In a dry land like Babylonia, where little rain falls and that in only one season of the year, the irrigation of his fields forms one of the most important duties of the agriculturist. The farmer leads the water to his fields along small irrigation-canals or channels above the level of the soil, their sides being formed of banks of earth. It is clear that similar methods were employed by the early Babylonians. One such channel might supply the fields of several farmers, and it was the duty of each man through whose land the channel flowed to keep its banks on his land in repair. If he omitted to strengthen his bank or dyke, and the water forced a breach and flooded his neighbour’s field, he had to pay compensation in kind for any crop that was ruined; while if he could not pay, he and his goods were sold, and his neighbours, whose fields had been damaged through his carelessness, shared the money.

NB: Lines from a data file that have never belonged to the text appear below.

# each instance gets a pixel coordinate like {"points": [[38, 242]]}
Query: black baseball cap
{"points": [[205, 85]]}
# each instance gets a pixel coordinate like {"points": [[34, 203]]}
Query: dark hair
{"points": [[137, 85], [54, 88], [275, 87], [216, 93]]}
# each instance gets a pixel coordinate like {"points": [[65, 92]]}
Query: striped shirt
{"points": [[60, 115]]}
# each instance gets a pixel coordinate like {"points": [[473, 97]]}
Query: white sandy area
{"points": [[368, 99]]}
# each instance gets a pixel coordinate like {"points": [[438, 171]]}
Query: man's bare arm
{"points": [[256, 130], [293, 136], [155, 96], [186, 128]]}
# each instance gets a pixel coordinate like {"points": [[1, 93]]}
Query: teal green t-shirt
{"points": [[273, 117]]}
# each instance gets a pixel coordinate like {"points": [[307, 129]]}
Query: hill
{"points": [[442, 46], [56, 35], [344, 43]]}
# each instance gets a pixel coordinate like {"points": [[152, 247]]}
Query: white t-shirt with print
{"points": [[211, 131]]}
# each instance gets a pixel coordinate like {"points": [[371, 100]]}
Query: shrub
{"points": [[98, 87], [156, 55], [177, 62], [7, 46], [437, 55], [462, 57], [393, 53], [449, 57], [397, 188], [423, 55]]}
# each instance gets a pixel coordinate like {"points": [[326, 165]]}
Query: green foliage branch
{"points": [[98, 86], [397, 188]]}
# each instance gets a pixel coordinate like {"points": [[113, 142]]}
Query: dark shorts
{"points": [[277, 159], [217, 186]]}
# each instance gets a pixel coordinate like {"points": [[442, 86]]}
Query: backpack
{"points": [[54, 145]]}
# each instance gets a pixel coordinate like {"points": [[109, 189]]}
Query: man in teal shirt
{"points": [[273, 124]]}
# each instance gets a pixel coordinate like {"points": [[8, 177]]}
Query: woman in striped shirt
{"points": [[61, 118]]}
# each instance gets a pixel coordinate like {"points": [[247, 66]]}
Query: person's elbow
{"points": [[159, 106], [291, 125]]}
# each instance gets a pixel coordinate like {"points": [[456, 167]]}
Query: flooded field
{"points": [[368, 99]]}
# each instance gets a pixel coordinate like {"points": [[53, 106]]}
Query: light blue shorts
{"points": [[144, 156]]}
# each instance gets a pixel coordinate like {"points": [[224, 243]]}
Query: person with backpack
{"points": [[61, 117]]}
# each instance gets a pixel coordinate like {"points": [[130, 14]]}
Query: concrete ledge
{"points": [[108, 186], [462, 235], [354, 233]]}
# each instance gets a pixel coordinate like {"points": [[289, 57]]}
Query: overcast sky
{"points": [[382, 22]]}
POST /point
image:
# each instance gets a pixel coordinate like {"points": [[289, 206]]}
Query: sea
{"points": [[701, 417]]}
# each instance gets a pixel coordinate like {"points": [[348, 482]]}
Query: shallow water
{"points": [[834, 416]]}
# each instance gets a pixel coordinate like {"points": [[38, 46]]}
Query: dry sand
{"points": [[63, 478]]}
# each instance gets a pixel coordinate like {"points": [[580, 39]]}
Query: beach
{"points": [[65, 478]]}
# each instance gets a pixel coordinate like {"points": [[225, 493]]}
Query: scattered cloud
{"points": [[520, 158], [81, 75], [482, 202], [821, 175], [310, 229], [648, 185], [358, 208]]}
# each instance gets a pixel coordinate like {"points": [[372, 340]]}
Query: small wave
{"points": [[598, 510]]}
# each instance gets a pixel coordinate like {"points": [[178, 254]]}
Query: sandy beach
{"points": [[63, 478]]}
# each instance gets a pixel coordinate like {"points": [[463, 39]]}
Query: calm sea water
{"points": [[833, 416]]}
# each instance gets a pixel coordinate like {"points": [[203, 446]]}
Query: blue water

The land of Babylonian farmers was prepared for irrigation before it was sown by being divided into a number of small square or oblong tracts, each separated from the others by a low bank of earth, the seed being afterwards sown within the small squares or patches. Some of the banks running lengthwise through the field were made into small channels, the ends of which were carried up to the bank of the nearest main irrigation canal. No system of gates or sluices was employed, and when the farmer wished to water one of his fields he simply broke away the bank opposite one of his small channels and let the water flow into it. He would let the water run along this small channel until it reached the part of his land he wished to water. He then blocked the channel with a little earth, at the same time breaking down its bank so that the water flowed over one of the small squares and thoroughly soaked it. When this square was finished he filled up the bank and repeated the process for the next square, and so on until he had watered the necessary portion of the field. When this was finished he returned to the main channel and stopped the flow of the water by blocking up the hole he had made in the dyke. The whole process was, and to-day still is, extremely simple, but it needs care and vigilance, especially in the case of extensive irrigation when water is being carried into several parts of an estate at once. It will be obvious that any carelessness on the part of the irrigator in not shutting off the water in time may lead to extensive damage, not only to his own fields, but to those of his neighbours. In the early Babylonian period, if a farmer left the water running in his channel, and it flooded his neighbour’s field and hurt his crop, he had to pay compensation according to the amount of damage done.